In this talk, I’ll start by highlighting the most important aspects of AllenNLP 1.0. This is not a “getting started” workshop (those are online), but I will lay out some basic design decisions we have made, talk about principles we follow during development and show how the AllenNLP platform speeds up research at AI2. After the 1.0 release, the AllenNLP team took some time to determine the next challenge for NLP in a post-BERT world. Seeing the excitement in the community and in our own research team, we chose grounded language understanding as a likely next frontier.
Together with our colleagues from AI2’s Computer Vision group, we developed a plan to make sure AllenNLP is a natural choice to do this research. Even as we speak, the team is hard at work building reusable components that can load images, detect regions of interest, embed them, and combine them with natural language.

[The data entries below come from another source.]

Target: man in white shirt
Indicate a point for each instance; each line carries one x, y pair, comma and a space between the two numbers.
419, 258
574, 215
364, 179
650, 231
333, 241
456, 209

To prove these components, we’re developing models to perform tasks such as visual question answering, visual entailment, grounded common sense reasoning, and more. Along the way, we’re making improvements to caching and performance and started work on a flexible toolkit for multi-modal, multi-task transformers.
Dirk Groeneveld
Sr. Software Engineer at Allen Institute for Artificial Intelligence (AI2) & Allen NLP Committer
An engineer with an academic bent, “Mechanical Dirk” started his career working on search relevance at Microsoft’s SharePoint Search. From there, he moved to Bing’s “Document Understanding” team, before switching to Amazon to work on automatically processing product descriptions. After an experiment as a founder of a startup, he joined the Allen Institute in 2014.
As one of the early members, he has worked on a variety of projects, ranging from the purely academic (Aristo) to the mostly-applied (Semantic Scholar), and is now a senior engineer on the AllenNLP platform team.